The average code sample contains 6,000 defects per million lines of code, and the SEI’s research has found that 5 percent of these defects become vulnerabilities. This translates to roughly 3 vulnerabilities per 10,000 lines of code. Can ChatGPT help improve this ratio? There has been much speculation about how tools built on top of large language models (LLMs) might impact software development, more specifically, how they will change the way developers write code and evaluate it.

In March 2023 a team of CERT Secure Coding researchers—the team included Robert Schiela, David Svoboda, and myself—used ChatGPT 3.5 to examine the noncompliant software code examples in our CERT Secure Coding standard, specifically the SEI CERT C Coding Standard. In this post, I present our experiment and findings, which show that while ChatGPT 3.5 has promise, there are clear limitations.

Foundations of Our Work in Secure Coding and AI

The CERT Coding Standards wiki, where the C standard lives, has more than 1,500 registered contributors, and coding standards have been completed for C, Java, and C++. Each coding standard includes examples of noncompliant programs that pertain to each rule in a standard. The rules in the CERT C Secure Coding standard are organized into 15 chapters broken down by subject area.

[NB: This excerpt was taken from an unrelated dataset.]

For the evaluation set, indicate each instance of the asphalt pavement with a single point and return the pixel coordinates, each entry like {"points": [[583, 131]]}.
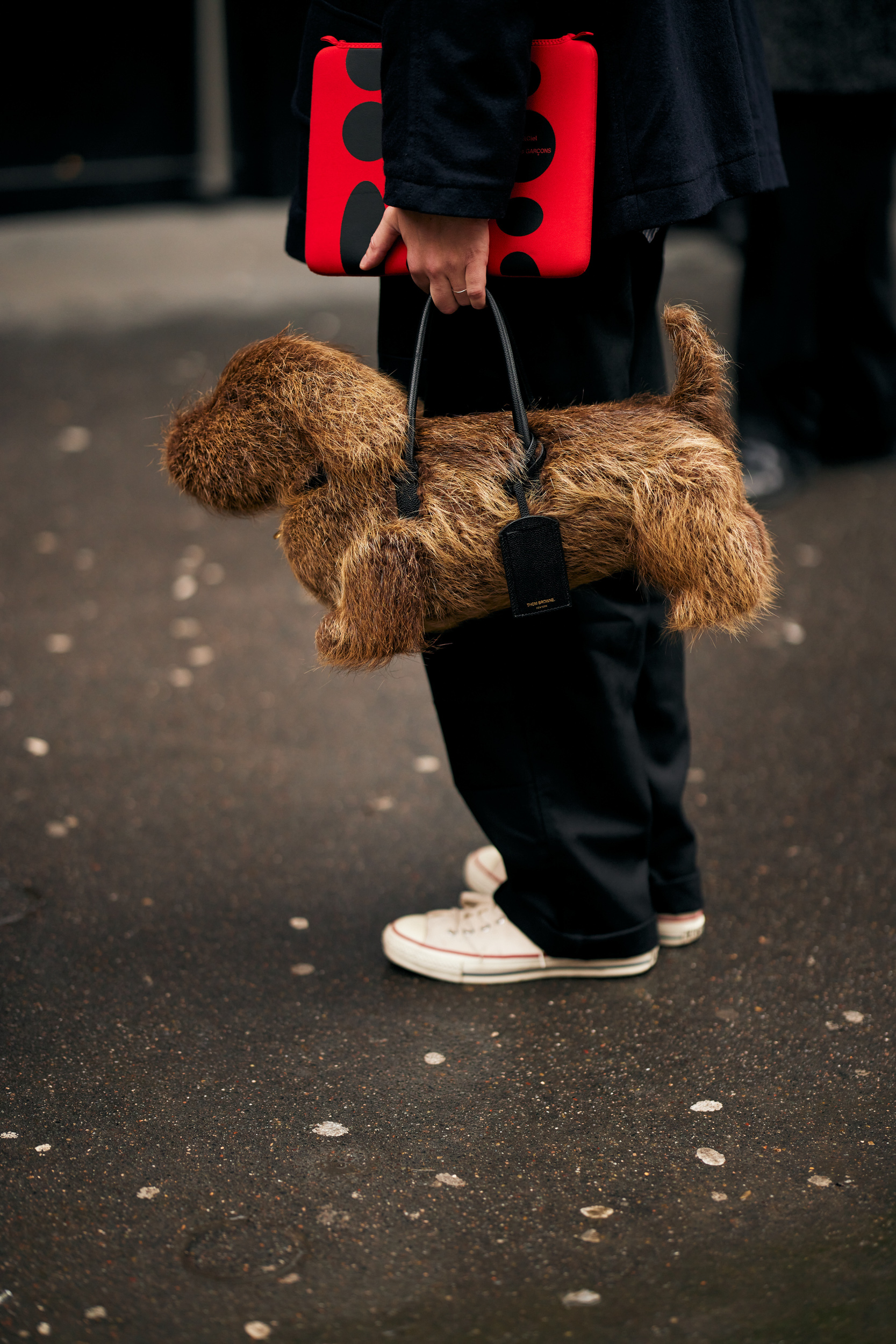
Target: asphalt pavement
{"points": [[226, 1116]]}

Each rule in the coding standard contains one or more examples of noncompliant code. These examples are drawn from our experience in evaluating program source code and represent very common programming errors that can lead to weaknesses and vulnerabilities in programs, unlike artificially generated test suites, such as Juliet. Each example error is followed by one or more compliant solutions, that illustrate how to bring the code into compliance. The C Secure Coding Standard has hundreds of examples of noncompliant code, which provided us a ready-made database of coding errors to run through ChatGPT 3.5, as well as fixes that could be used to evaluate ChatGPT 3.5’s response.

Given that we could easily access a sizable database of coding errors, we decided to investigate ChatGPT 3.5’s effectiveness in analyzing code. We were motivated, in part, by the rush of many in software to embrace ChatGPT 3.5 for writing code and fixing bugs in the months following its November 2022 release by Open AI.

Running Noncompliant Software Through ChatGPT 3.5

We recently took each of those noncompliant C programs and ran it through ChatGPT 3.5 with the prompt

What is wrong with this program?

As part of our experiment, we ran each coding sample through ChatGPT 3.5 individually, and we submitted each coding error into the tool as a new conversation (i.e., none of the trials were repeated). Given that ChatGPT is generative AI technology and not compiler technology, we wanted to assess its evaluation of the code and not its ability to learn from the coding errors and fixes outlined in our database.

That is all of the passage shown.